Setelah berakhirnya rezim Orde Baru pada tahun 1998, larangan penyebarluasan lagu "Genjer-genjer" secara formal telah berakhir. Lagu "Genjer-genjer" mulai beredar secara bebas melalui media internet. Walaupun telah diperbolehkan, masih terjadi beberapa kasus yang melibatkan stigmatisasi lagu ini, seperti terjadinya demo sekelompok orang terhadap suatu stasiun radio di Solo akibat mengudarakan lagu tersebut.

Lagu Genjer-Genjer juga digunakan sebagai lagu pembuka dan penutup dalam serial dokumenter 40 Years of Silence yang memuat sejumlah kesaksian mengenai tahun 1965-1966. Pada tanggal 9 Mei 2016, grup musik reggae asal Mojokerto, Mesin Sampink, ditangkap polisi akibat membawakan lagu berjudul "Genjer-Genjer". Namun, pihaknya sendiri menegaskan bahwa penampilan mereka sama sekali tidak berniat untuk menyebarkan komunisme di Indonesia.

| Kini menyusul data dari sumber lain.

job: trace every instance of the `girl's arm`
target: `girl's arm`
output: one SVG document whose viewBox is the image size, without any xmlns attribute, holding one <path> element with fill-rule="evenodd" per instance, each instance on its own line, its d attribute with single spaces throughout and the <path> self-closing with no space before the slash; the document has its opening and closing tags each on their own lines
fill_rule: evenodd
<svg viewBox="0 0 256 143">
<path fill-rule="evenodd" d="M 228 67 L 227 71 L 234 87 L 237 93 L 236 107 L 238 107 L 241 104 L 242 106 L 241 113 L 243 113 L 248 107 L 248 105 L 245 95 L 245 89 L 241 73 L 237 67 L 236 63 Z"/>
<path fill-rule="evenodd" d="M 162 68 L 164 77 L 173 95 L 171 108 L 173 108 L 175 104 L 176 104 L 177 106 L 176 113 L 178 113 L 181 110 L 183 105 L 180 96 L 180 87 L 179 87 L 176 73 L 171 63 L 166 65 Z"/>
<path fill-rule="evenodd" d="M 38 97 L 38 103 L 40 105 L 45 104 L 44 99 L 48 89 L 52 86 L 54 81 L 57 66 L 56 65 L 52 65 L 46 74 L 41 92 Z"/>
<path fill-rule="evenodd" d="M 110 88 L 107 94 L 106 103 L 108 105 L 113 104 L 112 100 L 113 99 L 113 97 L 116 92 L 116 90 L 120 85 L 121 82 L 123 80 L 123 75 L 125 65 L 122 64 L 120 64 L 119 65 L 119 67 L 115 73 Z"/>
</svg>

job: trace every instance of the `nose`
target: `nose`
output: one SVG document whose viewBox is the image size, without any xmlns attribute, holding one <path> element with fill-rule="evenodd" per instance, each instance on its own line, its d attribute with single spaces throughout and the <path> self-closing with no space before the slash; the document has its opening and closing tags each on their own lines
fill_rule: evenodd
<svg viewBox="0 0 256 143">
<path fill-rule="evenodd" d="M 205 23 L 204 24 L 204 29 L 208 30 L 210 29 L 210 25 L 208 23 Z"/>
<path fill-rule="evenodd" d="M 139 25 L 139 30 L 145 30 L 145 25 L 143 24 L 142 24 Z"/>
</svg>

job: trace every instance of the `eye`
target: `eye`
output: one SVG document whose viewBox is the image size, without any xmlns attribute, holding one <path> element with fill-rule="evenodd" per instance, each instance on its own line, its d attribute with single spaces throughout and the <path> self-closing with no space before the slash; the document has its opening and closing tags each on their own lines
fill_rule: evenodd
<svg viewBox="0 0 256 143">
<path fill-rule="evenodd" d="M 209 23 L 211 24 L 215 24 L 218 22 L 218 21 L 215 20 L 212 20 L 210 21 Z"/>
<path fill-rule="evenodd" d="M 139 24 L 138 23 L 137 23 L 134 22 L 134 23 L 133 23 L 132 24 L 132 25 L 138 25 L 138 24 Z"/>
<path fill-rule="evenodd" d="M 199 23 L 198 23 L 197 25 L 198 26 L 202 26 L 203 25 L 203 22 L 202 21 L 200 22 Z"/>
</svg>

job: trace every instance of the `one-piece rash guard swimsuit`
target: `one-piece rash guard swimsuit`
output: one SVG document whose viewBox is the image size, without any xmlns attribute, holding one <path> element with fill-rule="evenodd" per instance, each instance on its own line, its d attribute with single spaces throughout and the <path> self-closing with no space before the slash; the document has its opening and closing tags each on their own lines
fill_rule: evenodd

Adapun lirik lagu genjer-genjer yang sempat popular kala itu adalah sebagai berikut:

Génjér-génjér nong kedokan pating kelélér,

Génjér-génjér nong kedokan pating kelélér,

Emaké thulik teka-teka mbubuti génjér,

Emaké thulik teka-teka mbubuti génjér,

Ulih sak tenong mungkur sedhot sing tulih-tulih,

Génjér-génjér saiki wis digawa mulih.

Génjér-génjér isuk-isuk didol ning pasar,

Génjér-génjér isuk-isuk didol ning pasar,

Dijéjér-jéjér diuntingi padha didhasar,

Dijéjér-jéjér diuntingi padha didhasar,

Emaké jebeng padha tuku nggawa welasah,

Génjér-génjér saiki wis arep diolah.

Génjér-génjér mlebu kendhil wédang gemulak,

Génjér-génjér mlebu kendhil wédang gemulak,

Setengah mateng dientas ya dienggo iwak,

Setengah mateng dientas ya dienggo iwak,

Sega sak piring sambel jeruk ring pelanca,

Genjer-genjer dipangan musuhe sega.

 

Berikut ini adalah terjemahannya dalam bahasa Indonesia:

Genjer-genjer di petak sawah berhamparan

Genjer-genjer di petak sawah berhamparan

Ibu si bocah datang mencabuti genjer

Ibu si bocah datang mencabuti genjer

Dapat sebakul dia berpaling begitu saja tanpa melihat

Genjer-genjer sekarang sudah dibawa pulang

Genjer-genjer pagi-pagi dijual ke pasar

Genjer-genjer pagi-pagi dijual ke pasar

Ditata berjajar diikat dijajakan

Ditata berjajar diikat dijajakan

Ibu si gadis membeli genjer sambil membawa wadah-anyaman-bambu

Genjer-genjer sekarang akan dimasak

Genjer-genjer masuk periuk air mendidih

Genjer-genjer masuk periuk air mendidih

Setengah matang ditiriskan untuk lauk

Setengah matang ditiriskan untuk lauk

Nasi sepiring sambal jeruk di dipan

Genjer-genjer dimakan bersama nasi

Padahal jika dilihat dari lirik lagu tersebut menggambarkan tentang penderitaan rakyat Indonesia di zaman penjajahan Jepang. Keadaan dimana masyarakat hanya dapat menikmati makanan dari sayur genjer yang biasanya untuk makanan bebek. Melihat bagaimana masih ada orang-orang yang ketakutan pada lagu "Genjer-Genjer" membuktikan setidaknya dua hal. Pertama, propaganda puluhan tahun Orde Baru masih kuat menancap di sebagian orang. Kedua, jalan menuju sejarah Indonesia yang terang masih amat panjang, dan tentu saja melelahkan. Lagu "Genjer-Genjer" menjadi salah satu bukti bahwa Indonesia masih belum bisa bebas dari masa lalu.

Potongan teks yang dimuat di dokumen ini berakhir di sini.